The group stated that the ability of the US and many other Western nations to fight crime and provide adequate security for their citizens underscored the importance of deploying crime-fighting technology.

The group reminded the Nigerian government that advanced technological equipment exists with which to proactively fight crime, instead of waiting for crimes to happen before responding. Edo United remarked that there were a wide range of technological innovations that can be applied to crime investigation, prevention and control, adding that fingerprint evidence was becoming a more powerful as it can now be crosschecked electronically with the database.

The organization drew the Nigerian government’s attention to the new Automated Fingerprint Identification System (AFIS) that is able to identify criminals even years after they committed their crimes by searching through thousands of fingerprints on database to match a perpetuator’s latent print taken from a crime scene within two hours of the commission of a crime.

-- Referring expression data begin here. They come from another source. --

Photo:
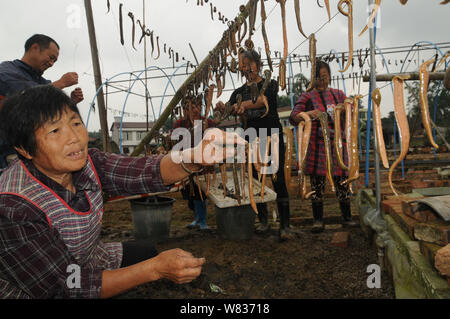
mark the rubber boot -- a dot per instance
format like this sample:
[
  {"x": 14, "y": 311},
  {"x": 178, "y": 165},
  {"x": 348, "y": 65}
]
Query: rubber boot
[
  {"x": 264, "y": 226},
  {"x": 346, "y": 215},
  {"x": 318, "y": 224},
  {"x": 285, "y": 230},
  {"x": 200, "y": 208}
]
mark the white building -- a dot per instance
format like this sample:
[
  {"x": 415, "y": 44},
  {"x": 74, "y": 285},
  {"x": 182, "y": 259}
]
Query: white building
[{"x": 132, "y": 134}]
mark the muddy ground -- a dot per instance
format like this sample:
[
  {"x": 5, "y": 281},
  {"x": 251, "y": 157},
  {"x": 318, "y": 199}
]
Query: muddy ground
[{"x": 262, "y": 267}]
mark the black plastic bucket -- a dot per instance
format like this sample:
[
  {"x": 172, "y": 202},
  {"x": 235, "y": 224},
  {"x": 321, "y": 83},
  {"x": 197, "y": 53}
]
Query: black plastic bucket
[
  {"x": 151, "y": 217},
  {"x": 235, "y": 223}
]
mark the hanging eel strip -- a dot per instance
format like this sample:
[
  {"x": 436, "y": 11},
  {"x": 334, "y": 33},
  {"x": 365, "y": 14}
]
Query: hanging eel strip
[
  {"x": 145, "y": 32},
  {"x": 253, "y": 7},
  {"x": 133, "y": 27},
  {"x": 254, "y": 92},
  {"x": 250, "y": 179},
  {"x": 376, "y": 98},
  {"x": 348, "y": 128},
  {"x": 301, "y": 175},
  {"x": 288, "y": 156},
  {"x": 349, "y": 15},
  {"x": 267, "y": 79},
  {"x": 443, "y": 60},
  {"x": 426, "y": 120},
  {"x": 121, "y": 24},
  {"x": 197, "y": 181},
  {"x": 304, "y": 134},
  {"x": 285, "y": 47},
  {"x": 208, "y": 183},
  {"x": 297, "y": 15},
  {"x": 209, "y": 97},
  {"x": 242, "y": 165},
  {"x": 264, "y": 34},
  {"x": 258, "y": 161},
  {"x": 402, "y": 123},
  {"x": 242, "y": 21},
  {"x": 327, "y": 145},
  {"x": 152, "y": 43},
  {"x": 352, "y": 144},
  {"x": 372, "y": 16},
  {"x": 337, "y": 136},
  {"x": 447, "y": 79},
  {"x": 265, "y": 164},
  {"x": 219, "y": 85},
  {"x": 312, "y": 59}
]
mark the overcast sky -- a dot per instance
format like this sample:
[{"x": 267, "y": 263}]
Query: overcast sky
[{"x": 180, "y": 22}]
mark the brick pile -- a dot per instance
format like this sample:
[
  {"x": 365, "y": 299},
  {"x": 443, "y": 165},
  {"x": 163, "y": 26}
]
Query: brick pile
[{"x": 422, "y": 224}]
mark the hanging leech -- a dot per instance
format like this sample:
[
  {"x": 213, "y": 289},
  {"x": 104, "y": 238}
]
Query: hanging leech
[
  {"x": 121, "y": 24},
  {"x": 372, "y": 16},
  {"x": 250, "y": 179},
  {"x": 326, "y": 139},
  {"x": 297, "y": 15},
  {"x": 376, "y": 98},
  {"x": 264, "y": 34},
  {"x": 265, "y": 164},
  {"x": 349, "y": 15},
  {"x": 312, "y": 59}
]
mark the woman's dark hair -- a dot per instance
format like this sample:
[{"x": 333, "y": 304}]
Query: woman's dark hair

Edo United remarked that the war on terror and other crimes demands political will on the part of the government to confront the enemies both from within and without, adding that such a resolve was lacking at the moment. It stated that the absence of political will was responsible for the Nigerian government’s failure to assemble a potent strike force “to rout out a rag-tag insurgency, and kidnappers who are making life unbearable for Nigerian citizens and visitors.”

It wondered why, despite Nigeria’s enormous security problems, the country had not engaged or embraced the use of modern IT-based security digital video surveillance to fight criminal activities, including terrorism and kidnapping.